Naima
Nef'i aslında Erzurum'a yakın Hasan kal'ası (Hasankale) dedikleri yerden olup İstanbul'a gelip katipler zümresine katıldı. Sultan Ahmet Han merhum zamanında şiir ile şöhret bulup hükümdarlar ve vezirler ve ileri gelenler methinde latif kasideler söyleyip tanınmıştı. Sultan Murad Han hazretlerine yakın olup methinde nice kasideler ve ok ve cirid attıklarında tarihler söyleyip hayli iltifat görmüştü. Lakin adı geçen hiciv (yergi) dalında çok kötü dilli olup asrında olan ileri gelenlerin şereflerine dokunmaya yüce bilgin ve ulu vezirlerin namuslarını yıkmaya cesaret edip zamanın şöhretlilerinin çoğunu hicvetmişti. Sultan Murad Han hazretleri kendi meclislerinde teklifsizce şakalara eğilim gösterip bazen Nef'i'yi getirtip kimi hicivlerini dinlerdi. Hatta bir gün 1039 (1649) yılında Beşiktaş'ta Padişah Sultan Ahmet köşkünde Nef'i'nin Silham-ı Kaza adlı hiciv mecmuasına bakarken havada gök gürültüsü ve şimşekler görünüp taht-ı humayun yakınına bir yıldırım düşünce mecmuayı parçalayıp o gibi saçma sözlere bakmaya tövbe edip utanarak Nef'i'yi olduğu mevkiden azledip hicve tövbe ettirmişlerdi. Sonra yine iltifata erişip Harac Muhasebeciliği vazifesine ve Padişahın yakınlığına ulaştı. Padişahın iltifatıyla gurur duyup bir sebeple vezir Bayram Paşa'ya gücenmiş olup uzun bir kaside ile o parlak vicdanlı veziri hicveyledi. Padişah Hazretleri kendi meclisinde:
- Nef'i, bir taze hicvin yok mudur? diye sual ile ağzını arayıp o da Bayram Paşa hicvini eline sundukta okuyup beğenir görünüp sonra Bayram Paşa'yı çağırıp hicvi gösterip katline izin verdiler.

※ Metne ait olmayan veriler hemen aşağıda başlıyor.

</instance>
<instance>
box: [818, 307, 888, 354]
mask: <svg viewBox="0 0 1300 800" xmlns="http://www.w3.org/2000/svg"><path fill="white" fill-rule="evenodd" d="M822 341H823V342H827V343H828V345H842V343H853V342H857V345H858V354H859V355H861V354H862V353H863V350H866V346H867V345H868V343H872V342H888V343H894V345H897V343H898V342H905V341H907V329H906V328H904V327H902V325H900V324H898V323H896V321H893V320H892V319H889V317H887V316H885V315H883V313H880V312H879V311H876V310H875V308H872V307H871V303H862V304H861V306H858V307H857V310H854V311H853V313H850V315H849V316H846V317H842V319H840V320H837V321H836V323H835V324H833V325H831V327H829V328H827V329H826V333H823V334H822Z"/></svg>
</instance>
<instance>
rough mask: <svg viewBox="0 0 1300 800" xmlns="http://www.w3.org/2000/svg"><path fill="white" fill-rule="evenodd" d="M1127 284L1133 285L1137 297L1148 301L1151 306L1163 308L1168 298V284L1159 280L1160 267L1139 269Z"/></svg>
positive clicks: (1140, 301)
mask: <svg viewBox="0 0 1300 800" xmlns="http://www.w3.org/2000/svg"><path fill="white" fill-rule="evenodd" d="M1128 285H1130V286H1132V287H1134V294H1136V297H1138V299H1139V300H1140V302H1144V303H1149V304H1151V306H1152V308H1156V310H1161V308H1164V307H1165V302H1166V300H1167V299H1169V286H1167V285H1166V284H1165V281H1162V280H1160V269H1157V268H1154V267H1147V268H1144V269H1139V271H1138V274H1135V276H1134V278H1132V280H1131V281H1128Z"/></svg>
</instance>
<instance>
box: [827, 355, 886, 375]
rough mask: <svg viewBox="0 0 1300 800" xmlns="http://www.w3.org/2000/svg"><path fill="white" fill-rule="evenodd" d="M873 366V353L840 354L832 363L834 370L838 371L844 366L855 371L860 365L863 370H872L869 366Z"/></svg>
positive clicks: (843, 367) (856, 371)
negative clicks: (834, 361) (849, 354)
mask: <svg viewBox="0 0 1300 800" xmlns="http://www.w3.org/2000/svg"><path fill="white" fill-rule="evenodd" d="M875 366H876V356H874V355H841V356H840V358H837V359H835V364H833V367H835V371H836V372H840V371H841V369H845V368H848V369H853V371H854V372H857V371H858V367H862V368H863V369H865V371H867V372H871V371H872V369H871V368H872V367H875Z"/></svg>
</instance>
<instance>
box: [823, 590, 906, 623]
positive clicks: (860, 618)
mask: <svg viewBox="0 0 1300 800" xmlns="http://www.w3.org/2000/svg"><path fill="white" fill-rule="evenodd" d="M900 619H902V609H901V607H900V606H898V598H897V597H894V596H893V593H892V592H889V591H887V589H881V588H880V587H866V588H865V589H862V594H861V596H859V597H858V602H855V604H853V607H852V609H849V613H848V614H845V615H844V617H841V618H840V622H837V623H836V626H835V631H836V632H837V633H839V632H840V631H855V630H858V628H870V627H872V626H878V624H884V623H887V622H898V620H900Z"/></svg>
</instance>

Tarihçi böyle yazmıştır ama halk arasında meşhur olan Sultan Murad Hazretleri kendi meclisinde zorlayıp:
- Bayram Paşa'yı hicveyle! diye lüzumlu görüp Nef'i de hicv edince Bayram Paşa öğrendiğinde huzura gelip:
- Bu hicvden sonra halk arasında benim namus ve vakarım kalmadı. Padişahım o kötü insanın katline izin buyur! diye ısrarla yalvarmakla katline izin verdiler, diye anlatılan hikayenin aslı olmayıp tarihçinin sözleri doğruya yakındır. Çünkü vezirlerin hicvine rıza göstermek hükümdara yaraşır anlamda değildir.
Her ne yolla olursa olsun Bayram Paşa, katline izin alıp sarayına geldiğinde adam gönderip: Zavallı Nef'i'yi çağırıp bilmeden geldiğinde iyice azarladıktan sonra:
- Kaldırın! deyip saray odunluğunda hapsedildi ve orada boğup denize attılar.